Uma outra classificação possível apresentada pela autora é a nostalgia programada. Segundo ela, hoje, o acúmulo de imagens, textos, sons e arquivos do passado amplificam e desencadeiam a nostalgia e isso é usado por instituições de mídia que aproveitam esse potencial nostálgico de seu próprio passado. Sendo assim, a nostalgia programada é a criação estratégica de determinados produtos midiáticos que provocarão um sentimento nostálgico em quem lê, assiste ou interage com ele. Um bom exemplo são os videogames, os remakes e reprises de séries e filmes. Deve-se ainda ressaltar que a nostalgia não é algo automático em cada ser humano. Muito pelo contrário, ela depende de diversos fatores, desde a história de cada indivíduo, até seus gostos pessoais, coisas que fazia na sua infância e adolescência, entre outros. Isso também é percebido quando se compara a nostalgia analógica com a nostalgia digital:
As duas nostalgias apresentam em comum o envolvimento emocional e, em ambos os casos, a contração e a passagem do tempo permitem o surgimento de um contraste com o passado. A nostalgia é sobre objetos analógicos e digitais, sua função e construção tecnológica, seus conteúdos e formas, e os rituais sociais e narrativas pessoais e histórias associadas a eles. Obviamente, uma câmera Polaroid pode conter materialmente traços de tempo, enquanto um GIF animado não envelhece da mesma maneira. É com uma distância temporal que um desenho parece “antigo”, como é também o caso de certas formas e estilos estéticos em geral. Ao contrário de objetos retrô, que reproduzem um desenho no presente não feito no passado, os objetos vintage analógicos transportam e mostram a passagem do tempo entre eles; eles são uma espécie de “ruína” que viaja (NIEMEYER, 2018, p.38).
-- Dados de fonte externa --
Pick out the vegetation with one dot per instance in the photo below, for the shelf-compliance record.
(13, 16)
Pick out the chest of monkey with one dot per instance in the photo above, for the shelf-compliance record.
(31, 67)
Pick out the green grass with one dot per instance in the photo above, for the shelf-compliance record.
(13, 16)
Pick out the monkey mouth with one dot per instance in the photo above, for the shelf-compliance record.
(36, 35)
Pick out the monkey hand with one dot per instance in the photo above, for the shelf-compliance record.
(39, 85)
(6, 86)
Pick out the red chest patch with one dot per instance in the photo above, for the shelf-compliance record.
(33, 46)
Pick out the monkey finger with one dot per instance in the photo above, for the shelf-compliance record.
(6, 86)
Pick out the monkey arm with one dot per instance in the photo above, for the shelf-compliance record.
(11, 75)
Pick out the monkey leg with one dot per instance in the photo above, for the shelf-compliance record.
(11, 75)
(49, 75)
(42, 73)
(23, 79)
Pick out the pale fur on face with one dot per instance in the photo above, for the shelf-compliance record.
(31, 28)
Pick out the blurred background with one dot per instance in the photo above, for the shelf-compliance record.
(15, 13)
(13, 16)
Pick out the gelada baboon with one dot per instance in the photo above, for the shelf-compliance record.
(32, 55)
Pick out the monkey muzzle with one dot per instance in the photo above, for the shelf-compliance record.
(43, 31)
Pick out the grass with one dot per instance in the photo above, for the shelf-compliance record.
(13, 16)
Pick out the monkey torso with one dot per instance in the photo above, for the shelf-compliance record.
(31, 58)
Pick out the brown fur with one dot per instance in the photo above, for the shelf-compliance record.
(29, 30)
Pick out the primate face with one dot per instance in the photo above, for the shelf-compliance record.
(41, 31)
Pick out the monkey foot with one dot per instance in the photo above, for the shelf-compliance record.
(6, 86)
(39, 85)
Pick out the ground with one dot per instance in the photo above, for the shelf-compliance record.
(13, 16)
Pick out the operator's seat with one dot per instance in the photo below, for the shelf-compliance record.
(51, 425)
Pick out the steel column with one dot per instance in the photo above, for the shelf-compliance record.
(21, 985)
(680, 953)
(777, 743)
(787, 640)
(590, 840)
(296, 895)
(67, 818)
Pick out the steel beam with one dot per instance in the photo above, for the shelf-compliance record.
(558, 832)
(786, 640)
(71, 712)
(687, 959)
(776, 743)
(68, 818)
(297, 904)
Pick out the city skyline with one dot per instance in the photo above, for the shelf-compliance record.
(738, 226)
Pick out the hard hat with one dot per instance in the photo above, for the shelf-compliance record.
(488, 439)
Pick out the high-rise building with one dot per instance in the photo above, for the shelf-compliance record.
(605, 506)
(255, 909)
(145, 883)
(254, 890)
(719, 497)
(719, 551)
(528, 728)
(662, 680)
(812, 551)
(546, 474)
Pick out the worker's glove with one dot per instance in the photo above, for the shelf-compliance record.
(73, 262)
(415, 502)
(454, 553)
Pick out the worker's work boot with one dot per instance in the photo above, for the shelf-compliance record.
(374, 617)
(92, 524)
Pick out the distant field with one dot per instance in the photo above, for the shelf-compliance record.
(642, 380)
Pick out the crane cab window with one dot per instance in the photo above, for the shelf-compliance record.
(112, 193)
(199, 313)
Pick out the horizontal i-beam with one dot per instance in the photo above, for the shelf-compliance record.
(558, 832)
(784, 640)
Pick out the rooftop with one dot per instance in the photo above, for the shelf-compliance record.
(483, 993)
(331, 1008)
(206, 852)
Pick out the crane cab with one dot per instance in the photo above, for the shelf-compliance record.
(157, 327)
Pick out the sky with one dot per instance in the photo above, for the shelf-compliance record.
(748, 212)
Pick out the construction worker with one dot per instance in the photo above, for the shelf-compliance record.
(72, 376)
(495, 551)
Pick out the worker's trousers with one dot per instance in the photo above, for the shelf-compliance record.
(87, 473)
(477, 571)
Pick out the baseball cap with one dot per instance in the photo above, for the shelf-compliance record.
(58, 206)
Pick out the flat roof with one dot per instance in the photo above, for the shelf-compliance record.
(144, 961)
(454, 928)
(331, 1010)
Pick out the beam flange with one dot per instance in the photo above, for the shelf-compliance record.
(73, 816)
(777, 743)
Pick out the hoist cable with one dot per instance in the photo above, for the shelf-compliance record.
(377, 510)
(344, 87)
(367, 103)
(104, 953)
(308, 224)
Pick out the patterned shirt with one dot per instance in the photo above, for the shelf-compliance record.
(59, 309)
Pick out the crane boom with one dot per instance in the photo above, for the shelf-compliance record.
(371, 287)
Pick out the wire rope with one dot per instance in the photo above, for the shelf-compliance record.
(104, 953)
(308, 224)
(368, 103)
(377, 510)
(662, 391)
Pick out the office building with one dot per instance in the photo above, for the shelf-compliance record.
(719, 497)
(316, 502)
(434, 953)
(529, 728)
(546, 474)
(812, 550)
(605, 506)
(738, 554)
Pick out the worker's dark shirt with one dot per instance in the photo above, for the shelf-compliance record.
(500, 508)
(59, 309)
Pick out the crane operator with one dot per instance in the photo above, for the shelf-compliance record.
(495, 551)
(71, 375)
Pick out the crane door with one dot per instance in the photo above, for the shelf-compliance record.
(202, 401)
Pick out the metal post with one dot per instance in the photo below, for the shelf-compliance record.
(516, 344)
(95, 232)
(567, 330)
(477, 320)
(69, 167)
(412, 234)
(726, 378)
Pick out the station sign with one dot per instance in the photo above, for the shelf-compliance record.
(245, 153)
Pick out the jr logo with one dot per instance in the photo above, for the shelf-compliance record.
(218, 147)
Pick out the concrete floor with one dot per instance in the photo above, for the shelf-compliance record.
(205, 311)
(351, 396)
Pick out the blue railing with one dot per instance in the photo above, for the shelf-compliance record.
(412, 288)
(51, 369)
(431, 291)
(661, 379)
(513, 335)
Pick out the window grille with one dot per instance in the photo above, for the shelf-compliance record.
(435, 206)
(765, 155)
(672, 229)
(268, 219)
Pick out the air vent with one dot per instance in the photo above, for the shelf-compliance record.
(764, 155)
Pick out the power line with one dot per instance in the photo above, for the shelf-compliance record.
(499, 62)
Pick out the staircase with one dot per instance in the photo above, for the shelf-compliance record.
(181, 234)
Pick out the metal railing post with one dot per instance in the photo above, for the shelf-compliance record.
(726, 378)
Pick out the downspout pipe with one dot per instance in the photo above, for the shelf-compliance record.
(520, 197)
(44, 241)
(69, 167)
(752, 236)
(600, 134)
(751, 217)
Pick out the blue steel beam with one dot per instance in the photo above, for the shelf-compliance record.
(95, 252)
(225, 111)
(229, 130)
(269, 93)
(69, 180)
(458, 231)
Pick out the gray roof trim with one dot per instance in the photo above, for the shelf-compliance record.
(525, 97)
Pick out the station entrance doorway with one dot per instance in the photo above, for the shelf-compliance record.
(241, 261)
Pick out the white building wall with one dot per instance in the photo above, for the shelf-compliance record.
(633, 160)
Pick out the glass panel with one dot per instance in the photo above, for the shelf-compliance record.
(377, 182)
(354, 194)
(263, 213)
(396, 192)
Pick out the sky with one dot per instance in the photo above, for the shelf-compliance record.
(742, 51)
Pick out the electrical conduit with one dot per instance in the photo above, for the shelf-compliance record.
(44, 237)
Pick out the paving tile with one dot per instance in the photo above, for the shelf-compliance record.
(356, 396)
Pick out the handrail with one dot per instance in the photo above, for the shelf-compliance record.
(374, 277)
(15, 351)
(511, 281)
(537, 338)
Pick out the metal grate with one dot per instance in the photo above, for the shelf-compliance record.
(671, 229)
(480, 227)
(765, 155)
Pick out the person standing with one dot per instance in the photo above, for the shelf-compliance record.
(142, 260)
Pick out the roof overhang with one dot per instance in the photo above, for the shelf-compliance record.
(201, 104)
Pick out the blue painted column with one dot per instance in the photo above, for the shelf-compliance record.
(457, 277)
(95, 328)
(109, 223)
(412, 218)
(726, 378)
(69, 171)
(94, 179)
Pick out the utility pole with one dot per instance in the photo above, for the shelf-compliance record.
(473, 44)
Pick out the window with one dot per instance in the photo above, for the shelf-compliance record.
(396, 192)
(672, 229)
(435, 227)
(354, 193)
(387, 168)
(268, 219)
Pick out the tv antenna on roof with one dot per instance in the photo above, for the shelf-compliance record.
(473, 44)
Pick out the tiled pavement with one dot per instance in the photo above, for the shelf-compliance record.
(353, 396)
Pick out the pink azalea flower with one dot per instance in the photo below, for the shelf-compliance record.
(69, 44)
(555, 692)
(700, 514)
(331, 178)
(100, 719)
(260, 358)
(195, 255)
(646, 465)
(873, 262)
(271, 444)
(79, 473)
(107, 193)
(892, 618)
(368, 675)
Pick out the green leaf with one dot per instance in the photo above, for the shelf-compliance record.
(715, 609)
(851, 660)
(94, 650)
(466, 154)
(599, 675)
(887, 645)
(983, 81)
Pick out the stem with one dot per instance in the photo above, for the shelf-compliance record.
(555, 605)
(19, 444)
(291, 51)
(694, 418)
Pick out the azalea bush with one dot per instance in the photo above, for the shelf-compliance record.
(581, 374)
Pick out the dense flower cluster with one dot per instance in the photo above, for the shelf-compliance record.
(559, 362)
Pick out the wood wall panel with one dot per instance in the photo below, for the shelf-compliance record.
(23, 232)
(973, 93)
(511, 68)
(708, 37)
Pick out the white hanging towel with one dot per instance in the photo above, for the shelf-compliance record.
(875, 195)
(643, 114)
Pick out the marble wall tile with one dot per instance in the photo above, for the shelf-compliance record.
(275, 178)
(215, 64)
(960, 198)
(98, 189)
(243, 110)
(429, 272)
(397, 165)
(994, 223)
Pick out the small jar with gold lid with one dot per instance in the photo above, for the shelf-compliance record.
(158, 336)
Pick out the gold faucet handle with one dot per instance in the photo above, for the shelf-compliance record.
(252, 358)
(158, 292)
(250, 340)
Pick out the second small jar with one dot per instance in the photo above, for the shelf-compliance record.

Por fim, a autora conclui dizendo que acredita que a ideia da nostalgia como prática comunicativa é inegável, bem como sua relação intrínseca e histórica com os textos midiáticos. A autora finaliza dizendo que agora, mais do que nunca, tudo isso fica mais evidente graças às pesquisas que foram feitas internacionalmente nos últimos anos.